The above dualism comes actually down to the earlier post regarding the dichotomy of algorithm vs. design, which was about the idea that algorithms cannot produce genuine design structures in and of themselves, but that dictated by a set of rules. For instance, a physics engine does produce an unlimited number of different outcomes, which is the beauty of it, but which all are deterministic and thus predictable in nature. The same goes with everything else produced algorithmically, like shading, perspective, post processing, or even fractals. Therefore, sure, an engine can provide a solid foundation upon which to build a modern high-end video game, but overplaying a specific engine in marketing as a certification for quality is usually just that: marketing.
Still, I believe the relative importance of engines in general has exponentially increased over the time as the technology behind the games has become more sophisticated. If we look at the dawn of the real-time image, such as Pong (1972), there wasn’t that much either design or complex algorithms involved. It was the era of Commodore 64 and the likes, when we really started to see actual art direction emerging in games, such as Andrew Braybrook’s Paradroid (1985) and Uridium (1986), which both had a distinct visual style to them.
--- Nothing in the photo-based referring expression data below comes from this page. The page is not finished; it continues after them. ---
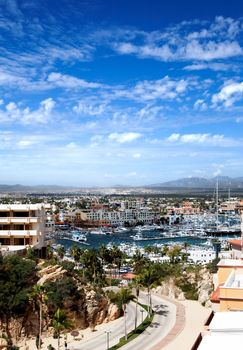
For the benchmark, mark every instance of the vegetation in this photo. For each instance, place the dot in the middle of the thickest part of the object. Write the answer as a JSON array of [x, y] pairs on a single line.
[[60, 323], [17, 275], [136, 332]]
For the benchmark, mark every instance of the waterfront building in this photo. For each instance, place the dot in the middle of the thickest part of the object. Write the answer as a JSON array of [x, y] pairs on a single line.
[[21, 226], [228, 294], [229, 206], [187, 208], [201, 256], [224, 331], [119, 217]]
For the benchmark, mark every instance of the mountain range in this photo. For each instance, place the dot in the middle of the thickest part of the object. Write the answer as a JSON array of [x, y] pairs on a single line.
[[200, 182], [224, 182]]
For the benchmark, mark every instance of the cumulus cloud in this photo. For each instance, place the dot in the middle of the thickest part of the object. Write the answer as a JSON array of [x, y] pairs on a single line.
[[213, 41], [89, 109], [215, 66], [41, 115], [200, 105], [70, 82], [229, 94], [205, 139], [124, 137], [161, 89]]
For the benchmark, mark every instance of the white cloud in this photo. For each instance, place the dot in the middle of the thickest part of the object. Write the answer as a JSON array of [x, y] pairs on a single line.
[[215, 66], [212, 41], [200, 105], [70, 82], [210, 50], [229, 94], [124, 137], [89, 109], [42, 115], [137, 155], [165, 88], [203, 139]]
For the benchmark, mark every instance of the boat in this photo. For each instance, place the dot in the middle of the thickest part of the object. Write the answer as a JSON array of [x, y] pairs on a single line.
[[78, 236], [139, 237], [97, 232]]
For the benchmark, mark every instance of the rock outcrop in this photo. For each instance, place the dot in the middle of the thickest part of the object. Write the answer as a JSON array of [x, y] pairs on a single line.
[[202, 281], [84, 308]]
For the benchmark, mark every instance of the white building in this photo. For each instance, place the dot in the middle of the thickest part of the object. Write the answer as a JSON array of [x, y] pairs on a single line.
[[225, 331], [22, 225], [119, 217], [201, 256]]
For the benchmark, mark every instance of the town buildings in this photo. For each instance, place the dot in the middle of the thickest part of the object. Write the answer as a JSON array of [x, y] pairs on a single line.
[[21, 226]]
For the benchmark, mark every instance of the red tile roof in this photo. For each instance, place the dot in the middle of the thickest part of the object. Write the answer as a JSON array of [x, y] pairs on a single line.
[[236, 242], [215, 295], [128, 276]]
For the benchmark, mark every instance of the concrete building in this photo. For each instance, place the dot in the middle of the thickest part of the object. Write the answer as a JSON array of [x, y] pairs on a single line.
[[119, 217], [21, 226], [229, 280], [201, 256], [225, 331]]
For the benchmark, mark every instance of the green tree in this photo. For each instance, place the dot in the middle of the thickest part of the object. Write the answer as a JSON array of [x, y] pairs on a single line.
[[38, 296], [148, 278], [122, 299], [61, 252], [16, 278], [59, 323], [93, 267], [76, 252], [139, 261]]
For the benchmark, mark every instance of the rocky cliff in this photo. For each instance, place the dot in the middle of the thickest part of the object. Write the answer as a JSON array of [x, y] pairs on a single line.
[[84, 306], [194, 285]]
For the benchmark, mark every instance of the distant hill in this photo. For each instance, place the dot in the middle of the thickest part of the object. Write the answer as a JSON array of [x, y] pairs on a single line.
[[200, 182], [38, 188]]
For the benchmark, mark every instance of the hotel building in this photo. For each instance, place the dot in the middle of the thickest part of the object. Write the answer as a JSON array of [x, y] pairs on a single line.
[[21, 226]]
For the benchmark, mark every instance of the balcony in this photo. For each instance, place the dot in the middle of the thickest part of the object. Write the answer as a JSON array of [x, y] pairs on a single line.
[[19, 220], [18, 233]]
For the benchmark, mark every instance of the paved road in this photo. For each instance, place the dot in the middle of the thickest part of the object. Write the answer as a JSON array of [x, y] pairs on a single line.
[[99, 338], [163, 322]]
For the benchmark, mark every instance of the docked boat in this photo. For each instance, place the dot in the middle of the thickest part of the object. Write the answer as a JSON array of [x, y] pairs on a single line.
[[97, 232], [78, 236]]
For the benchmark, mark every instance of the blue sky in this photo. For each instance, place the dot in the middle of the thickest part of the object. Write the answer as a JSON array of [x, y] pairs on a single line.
[[120, 92]]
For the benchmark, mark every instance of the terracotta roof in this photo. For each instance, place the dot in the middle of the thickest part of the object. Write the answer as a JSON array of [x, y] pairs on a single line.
[[215, 295], [128, 276], [236, 242]]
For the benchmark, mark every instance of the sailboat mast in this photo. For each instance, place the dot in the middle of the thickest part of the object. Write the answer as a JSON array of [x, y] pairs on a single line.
[[217, 204]]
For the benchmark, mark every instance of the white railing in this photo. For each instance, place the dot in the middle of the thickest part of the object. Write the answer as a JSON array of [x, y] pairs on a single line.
[[15, 219], [22, 233]]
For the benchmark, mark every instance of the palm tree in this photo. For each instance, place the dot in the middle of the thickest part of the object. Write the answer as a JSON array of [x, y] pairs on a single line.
[[147, 278], [93, 266], [60, 323], [122, 299], [139, 261], [61, 252], [76, 252], [38, 296]]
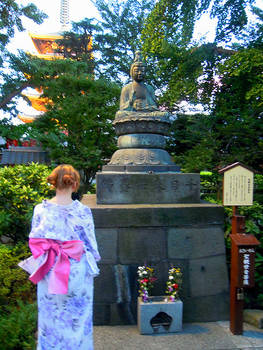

However, if we scrutinize the said games merely through still images, the engine being used really contributed nothing to the ultimate look of the games. The art assets, such as sprites and background elements, appeared on the screen just like they were initially designed pixel by pixel in a paint program or what have you. Here, the visual impact of the engine came to play only after the piece like Uridum started to move and became dynamic. And, like said, in the end it’s the engine what makes things dynamic in the realm of real-time imagery, which meant in the C64’s case basically little more than moving art assets along the x- and y-axis.
In the C64 era no one talked about graphics engines. It was only after the art assets started to traverse along the z-axis in a massive scale in games like Wolfenstein 3D (1992) and Doom (1993) when the serious engine-discourse started to take place, I believe. Now the engine did contribute fundamentally to the overall outcome of the real-time image, which came across even through still images. Indeed, art assets no longer displayed on the screen as is, but went through algorithmic processes, like simulation of perspective (i.e. space) and/or illumination, before hitting the player’s retina.
Now marketing departments and people in general started to evangelize all of a sudden about the Doom engine, Build engine, and let alone Quake engine(s), which led to a plethora of derivate games coming to existence through engine licensing. The more sophisticated technology behind the games became, the more it made sense to license it instead of developing one’s own from the ground up, it seemed.
Yet, the most relevant developers today generally don’t use off-the-self graphics engines, but propriety engines instead, or at least heavily modified licensed ones. I guess it’s fitting here to adapt the famous saying of Alan Kay: People who are really serious about their games should make their own engine.
Except for the physics engine, that is. There’s still no better physics engine than Euphoria in the market.